Вклад в познание фауны чешуекрылых Приамурья

Луи Грезера из Гамбурга

 

(Beiträge zur Kenntniss der Lepidopteren-Fauna des Amurlandes.

Von Louis Graeser in Hamburg.

// Berliner Entomologischen Zeitschrift. Teil 1. Band 32. H.1. S. 33-61.)

 

Перевод А.Н. Гордеевой

 

По поручению господина Х. Вильгельма Дикмана - младшего из Гамбурга с 1881 по 1885 гг. я изучал Приамурье и восточносибирскую Приморскую область. Моя задача состояла в сборе бабочек и других объектов природы, и здесь я даю отчет о результатах этой поездки. У меня не было намерения представить полный список всех обитающих в этих землях высших чешуекрылых, что невозможно при все еще недостаточных научных знаниях о них, а также в связи с обширностью этих провинций. Я привожу только те виды, которых частью наблюдал сам, а частью собрал для меня в Благовещенске г. Циммерман. Этот населенный пункт я не смог посетить летом. Кроме того, моя работа содержит описание новых видов бабочек, открытых нами. Учитывая то благоприятное обстоятельство, что я мог задерживаться на долгое время в различных местах, у меня была возможность заняться поисками гусениц, а также их выведением. Поэтому я описываю не только известных, но и неизвестных ранее гусениц, а также привожу свои заметки и наблюдения за образом жизни многих видов на ранних стадиях. Что касается той части моей работы, где я называю других животных и растения из разных мест Приамурья, то им даётся лишь краткий обзор в ходе описания моего путешествия.

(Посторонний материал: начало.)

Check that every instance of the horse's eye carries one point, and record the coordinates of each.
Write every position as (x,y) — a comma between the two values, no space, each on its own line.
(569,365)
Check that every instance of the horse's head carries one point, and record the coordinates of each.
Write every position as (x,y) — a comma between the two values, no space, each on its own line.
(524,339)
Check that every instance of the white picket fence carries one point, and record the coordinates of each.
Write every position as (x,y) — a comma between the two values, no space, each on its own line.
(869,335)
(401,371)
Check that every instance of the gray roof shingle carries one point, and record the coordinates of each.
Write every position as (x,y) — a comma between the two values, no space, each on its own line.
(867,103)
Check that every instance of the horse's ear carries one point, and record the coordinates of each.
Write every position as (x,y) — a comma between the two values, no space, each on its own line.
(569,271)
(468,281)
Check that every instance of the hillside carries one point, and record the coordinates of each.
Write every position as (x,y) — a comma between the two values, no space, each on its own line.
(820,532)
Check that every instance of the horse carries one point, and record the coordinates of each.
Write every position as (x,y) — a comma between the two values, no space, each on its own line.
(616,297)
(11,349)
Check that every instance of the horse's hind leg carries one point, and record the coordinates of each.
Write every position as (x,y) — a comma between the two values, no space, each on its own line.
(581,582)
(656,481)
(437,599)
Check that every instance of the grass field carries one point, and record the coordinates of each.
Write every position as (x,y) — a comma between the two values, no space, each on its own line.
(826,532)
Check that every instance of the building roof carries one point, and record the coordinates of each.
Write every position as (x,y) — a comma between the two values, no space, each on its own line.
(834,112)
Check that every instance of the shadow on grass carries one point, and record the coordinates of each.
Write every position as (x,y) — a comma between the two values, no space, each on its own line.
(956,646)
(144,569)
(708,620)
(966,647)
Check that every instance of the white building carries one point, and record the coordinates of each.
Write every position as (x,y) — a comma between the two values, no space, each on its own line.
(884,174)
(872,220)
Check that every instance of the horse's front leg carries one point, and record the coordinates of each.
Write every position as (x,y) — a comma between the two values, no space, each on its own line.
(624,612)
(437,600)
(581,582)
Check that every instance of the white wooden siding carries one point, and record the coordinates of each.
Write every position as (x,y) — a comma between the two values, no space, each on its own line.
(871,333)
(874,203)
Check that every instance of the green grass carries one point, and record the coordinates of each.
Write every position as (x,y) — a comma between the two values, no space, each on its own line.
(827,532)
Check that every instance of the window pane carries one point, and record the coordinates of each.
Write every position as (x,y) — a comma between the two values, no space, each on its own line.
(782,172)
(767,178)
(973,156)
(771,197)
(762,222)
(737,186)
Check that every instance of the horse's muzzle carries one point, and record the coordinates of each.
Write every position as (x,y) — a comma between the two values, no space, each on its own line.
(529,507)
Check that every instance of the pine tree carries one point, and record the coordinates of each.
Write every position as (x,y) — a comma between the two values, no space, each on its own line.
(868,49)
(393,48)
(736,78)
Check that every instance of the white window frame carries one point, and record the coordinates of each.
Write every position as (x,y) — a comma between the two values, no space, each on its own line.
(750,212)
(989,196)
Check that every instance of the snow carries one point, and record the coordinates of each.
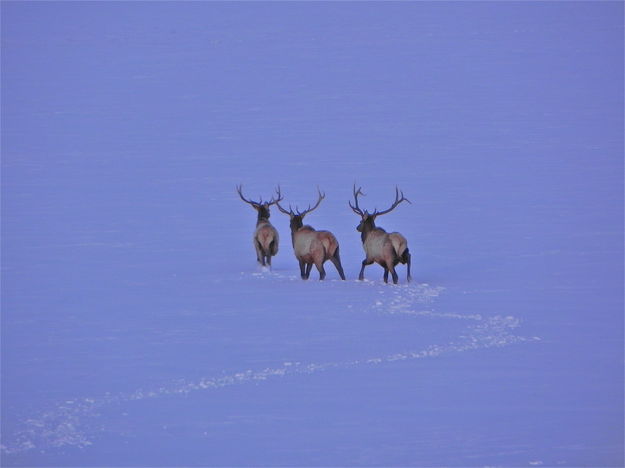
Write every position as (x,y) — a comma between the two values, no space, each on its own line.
(137,328)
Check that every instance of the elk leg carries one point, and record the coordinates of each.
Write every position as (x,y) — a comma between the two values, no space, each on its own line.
(336,260)
(260,255)
(408,277)
(322,272)
(394,274)
(365,262)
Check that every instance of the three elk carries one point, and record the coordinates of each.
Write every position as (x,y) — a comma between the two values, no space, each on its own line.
(312,247)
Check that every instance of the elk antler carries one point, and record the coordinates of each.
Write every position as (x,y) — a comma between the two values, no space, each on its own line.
(274,200)
(397,201)
(309,209)
(356,209)
(292,212)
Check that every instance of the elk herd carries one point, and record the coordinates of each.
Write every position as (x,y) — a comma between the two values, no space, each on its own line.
(313,247)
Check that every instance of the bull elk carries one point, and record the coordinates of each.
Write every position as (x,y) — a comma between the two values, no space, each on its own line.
(385,249)
(311,246)
(266,238)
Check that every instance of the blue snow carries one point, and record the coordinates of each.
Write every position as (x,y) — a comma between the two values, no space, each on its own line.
(137,328)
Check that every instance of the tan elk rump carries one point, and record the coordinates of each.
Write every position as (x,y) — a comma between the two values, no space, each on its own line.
(266,239)
(385,249)
(312,247)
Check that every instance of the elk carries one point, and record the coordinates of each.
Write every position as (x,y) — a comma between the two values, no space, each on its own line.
(266,238)
(385,249)
(311,246)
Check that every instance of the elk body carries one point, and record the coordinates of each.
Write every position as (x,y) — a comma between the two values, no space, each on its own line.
(266,238)
(311,246)
(385,249)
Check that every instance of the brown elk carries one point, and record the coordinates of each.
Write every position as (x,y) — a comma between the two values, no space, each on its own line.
(385,249)
(311,246)
(266,238)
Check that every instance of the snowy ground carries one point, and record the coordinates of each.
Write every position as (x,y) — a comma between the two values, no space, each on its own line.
(137,329)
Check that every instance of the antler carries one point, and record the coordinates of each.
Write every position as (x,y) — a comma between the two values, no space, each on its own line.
(356,208)
(292,212)
(397,201)
(273,200)
(309,209)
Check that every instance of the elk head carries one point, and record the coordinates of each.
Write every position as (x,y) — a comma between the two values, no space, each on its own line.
(367,220)
(260,206)
(296,216)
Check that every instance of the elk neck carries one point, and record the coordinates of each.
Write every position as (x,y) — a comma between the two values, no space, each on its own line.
(263,215)
(368,225)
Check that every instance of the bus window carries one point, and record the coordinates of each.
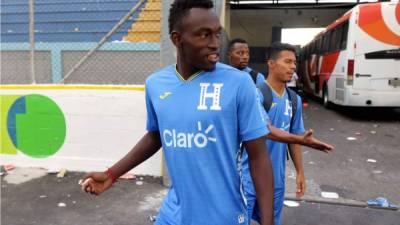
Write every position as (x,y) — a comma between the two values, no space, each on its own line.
(345,30)
(319,46)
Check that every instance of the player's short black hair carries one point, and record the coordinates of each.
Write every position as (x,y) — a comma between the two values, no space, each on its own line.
(179,9)
(278,47)
(234,41)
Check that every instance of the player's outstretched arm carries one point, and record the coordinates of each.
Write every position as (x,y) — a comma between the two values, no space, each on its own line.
(98,182)
(310,141)
(307,139)
(295,154)
(261,173)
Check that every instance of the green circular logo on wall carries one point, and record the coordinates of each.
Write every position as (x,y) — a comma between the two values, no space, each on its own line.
(36,125)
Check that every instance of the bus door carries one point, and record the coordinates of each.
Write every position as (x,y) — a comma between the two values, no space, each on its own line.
(378,70)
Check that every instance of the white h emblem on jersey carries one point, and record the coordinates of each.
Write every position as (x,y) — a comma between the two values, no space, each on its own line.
(214,95)
(288,108)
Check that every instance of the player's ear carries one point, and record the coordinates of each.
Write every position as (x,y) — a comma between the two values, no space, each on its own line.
(176,38)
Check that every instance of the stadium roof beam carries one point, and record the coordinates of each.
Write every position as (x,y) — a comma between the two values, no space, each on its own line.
(295,4)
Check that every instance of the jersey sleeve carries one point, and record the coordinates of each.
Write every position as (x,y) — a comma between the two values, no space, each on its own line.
(252,123)
(260,79)
(264,113)
(152,122)
(298,126)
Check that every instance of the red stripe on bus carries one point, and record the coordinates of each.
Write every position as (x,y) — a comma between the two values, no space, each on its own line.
(371,21)
(327,65)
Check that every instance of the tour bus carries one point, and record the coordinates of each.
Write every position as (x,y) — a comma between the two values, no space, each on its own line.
(355,61)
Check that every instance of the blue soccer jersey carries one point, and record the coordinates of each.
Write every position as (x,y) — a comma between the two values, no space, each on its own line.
(201,122)
(279,116)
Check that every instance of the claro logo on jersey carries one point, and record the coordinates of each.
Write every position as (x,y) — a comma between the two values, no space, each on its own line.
(199,139)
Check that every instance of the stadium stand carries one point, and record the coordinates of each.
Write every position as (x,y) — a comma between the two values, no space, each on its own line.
(77,20)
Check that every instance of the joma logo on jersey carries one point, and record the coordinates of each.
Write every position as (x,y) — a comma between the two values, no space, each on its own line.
(215,96)
(173,138)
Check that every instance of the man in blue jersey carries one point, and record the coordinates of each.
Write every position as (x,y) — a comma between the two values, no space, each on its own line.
(199,111)
(239,57)
(282,64)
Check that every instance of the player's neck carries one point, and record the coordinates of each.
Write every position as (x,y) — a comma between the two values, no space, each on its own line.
(185,70)
(276,84)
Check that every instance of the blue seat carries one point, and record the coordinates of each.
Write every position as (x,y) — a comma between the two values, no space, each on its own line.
(65,21)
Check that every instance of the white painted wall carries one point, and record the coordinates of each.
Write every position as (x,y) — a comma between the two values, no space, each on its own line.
(102,126)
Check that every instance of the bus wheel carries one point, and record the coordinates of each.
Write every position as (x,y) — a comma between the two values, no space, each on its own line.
(325,97)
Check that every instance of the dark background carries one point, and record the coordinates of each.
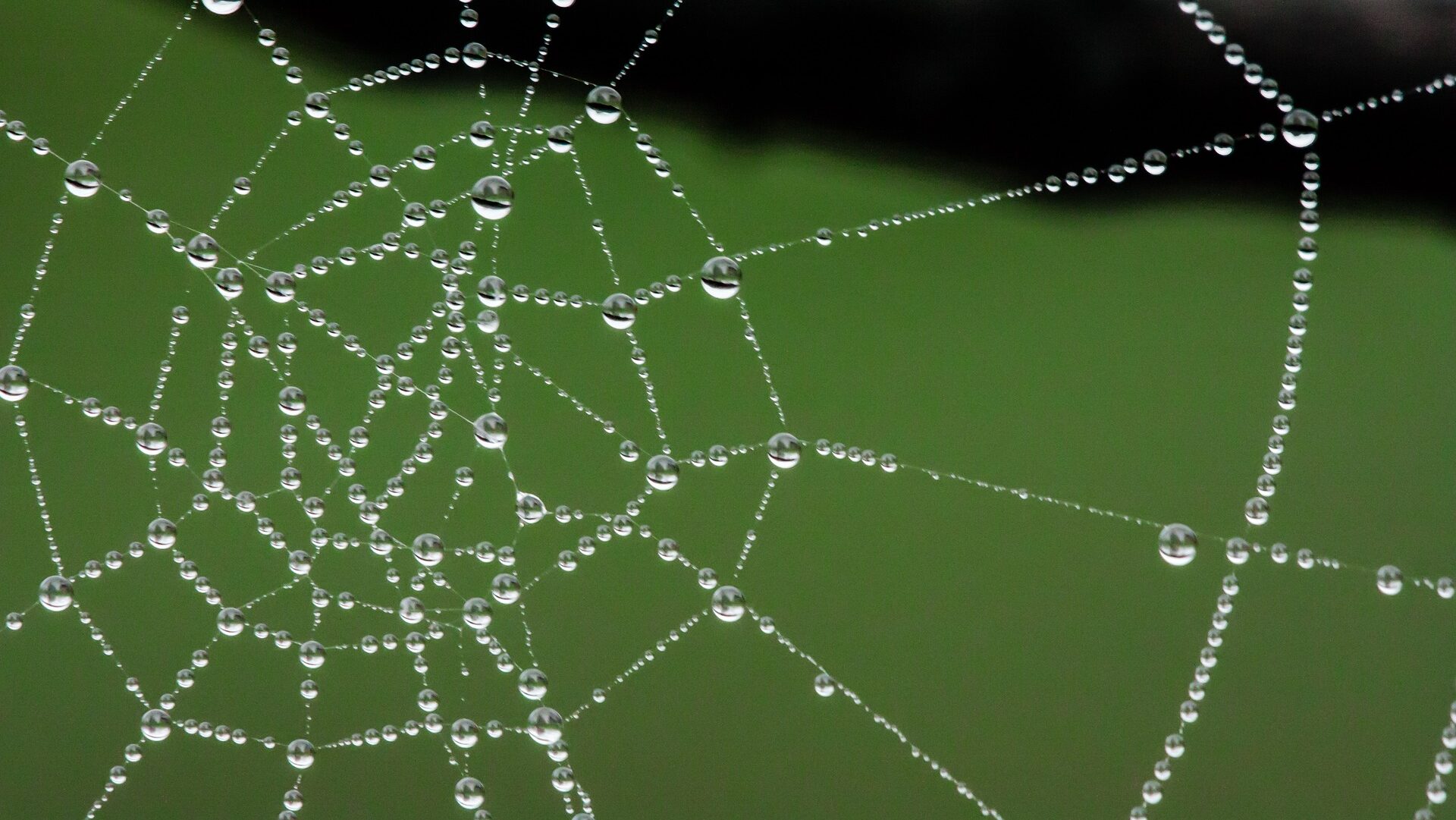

Позвольте мне поблагодарить: г-на Дикмана, который предоставил мне возможность совершить это щедрым образом снаряженное путешествие; г-на Фердинанда Циммермана, директора Восточно-Сибирской телеграфной  конторы в Благовещенске, который ныне проявил такой живой интерес к нашей науке; г-на Х. Христофа, хранителя коллекций его Императорского Высочества Великого князя Николая Михайловича и г-на К. Фиксена в Санкт-Петербурге, которые любезно способствовали мне в определении сборов; а также господ старшего лейтенанта фон Мельвиля [v. Mellville], коменданта г. Николаевска; Пауля Нёбеля [Paul Noebel], оттуда же; Эдуарда Фойгта [Ed. Voigt] [5] из Хабаровки, [Г.Д.] Скобельцина [6] из Покровки, Г. Керера [G. Kehrer] и Ф. Кентмана [F. Kentmann] из Благовещенска и всем, кто содействовал моим устремлениям, высказываю здесь мою сердечную благодарность.

29 марта 1881 г.[7] на борту парохода "Европа" я отправился из Гамбурга. 6 апреля мы пересекли Гибралтарский пролив и 14-ого пришли в Порт-Саид, где один день я провел на берегу. Об энтомологических находках едва ли можно было думать, так как перед нами предстало очень бедное растительностью побережье, и только в европейской части города был маленький общественный сад с небольшим количеством жалких деревьев и несколькими цветущими растениями на маленьком газоне. Сборы здесь проводил г. Дикман, который приехал в Порт-Саид тремя неделями позже - несколько голубянок Lycaena Вoetica L. и данаид Danaus Сhrysippus L. 16 апреля мы вошли в Суэцкий канал и прошли порт Суэц к вечеру следующего дня. Не смотря на то, что канал тянется через желтую пустыню, раскинувшуюся до самого горизонта, и лишь изредка разнообразие вносят небольшие сады с одинокими финиковыми пальмами и другими субтропическими растениями, повсюду во время путешествия по каналу летали бабочки-совки Caradrina Exigua Hb. и Plusia Circumflexа L., даже на борту парохода. В ночь на 23 апреля мы пересекли Баб-эль-Мандебский пролив и вечером 26 апреля в поле нашего зрения появился остров Сокотра. Утром 27 апреля, [в открытом море], через корабль пролетела огромная тропическая желтушка Catopsilia, a также 30 апреля - вездесущая репейница Vanessa Сardui L. 3 мая показался Цейлон, а 8 мая - северное побережье острова Суматра. Здесь прямо на корабле я поймал несколько больших Ophiusiden и некоторое количество крупных серебристых огневок Pyraliden.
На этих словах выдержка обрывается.